Country is divided over Brexit, but polls tell a different story
“The country is irreconcilably divided over Brexit, it’s a binary choice, and the people have spoken!”
That narrative suits Maria Caulfield and professional remainers.
A review of You-Gov’s polling tells a different story.
‘No Deal’ is strongly favoured by only 19 per cent but strongly opposed by a whopping 54 per cent (with others unsure and so on).
A second vote is ferociously polarizing, with the 41 per cent strongly favouring, matched by 39 per cent strongly against.
In any case, had remain won there would have been no re–run, and the issues of English identity that trouble Brexit voters must not be ignored.
The least divisive outcome by far is “Britain leaving the EU but with a new deal within the customs union and single market”. 70 per cent express support, lukewarm support and indifference.

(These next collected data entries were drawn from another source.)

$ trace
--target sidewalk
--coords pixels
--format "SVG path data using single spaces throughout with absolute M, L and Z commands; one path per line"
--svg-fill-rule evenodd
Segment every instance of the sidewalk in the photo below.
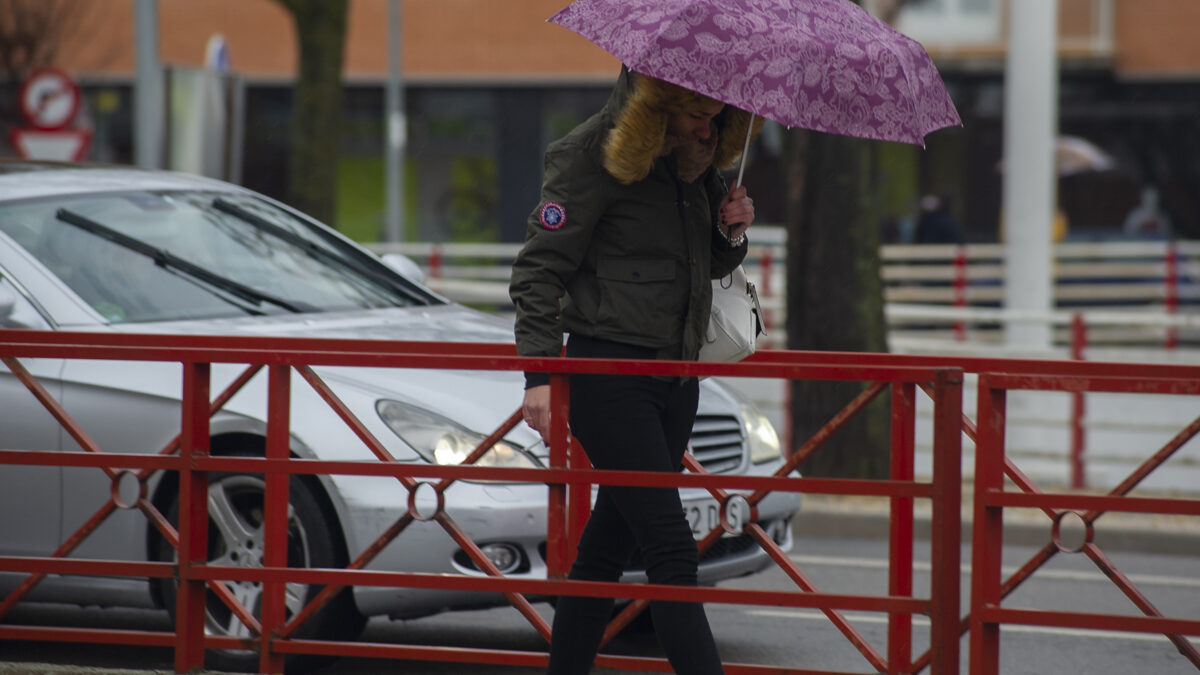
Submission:
M 1195 499 L 1195 495 L 1178 496 Z M 971 543 L 973 495 L 963 491 L 962 543 Z M 803 497 L 793 529 L 800 537 L 885 538 L 890 528 L 889 502 L 885 497 L 814 495 Z M 914 505 L 914 536 L 928 539 L 932 509 L 928 499 Z M 1009 546 L 1043 546 L 1050 542 L 1051 521 L 1037 509 L 1004 510 L 1004 543 Z M 1153 513 L 1109 512 L 1096 519 L 1095 543 L 1102 548 L 1165 555 L 1200 557 L 1200 518 Z M 1064 518 L 1061 537 L 1075 545 L 1083 538 L 1082 521 Z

Most Brexit voters do not want to risk their neighbours’ jobs, and remain voters do not think their friends are Fascists because they worry that their country is being changed without their permission.
Their protest having been emphatically made, Brexit voters actually possess a generous spirit, frankly lacking in the more self-satisfied Remain enclaves.
It is not a civil war, and we are not unreasonable people.
70 per cent can live with this sort of adjustment; it is the self-serving and extremist politicians who have failed a moderate and decent country.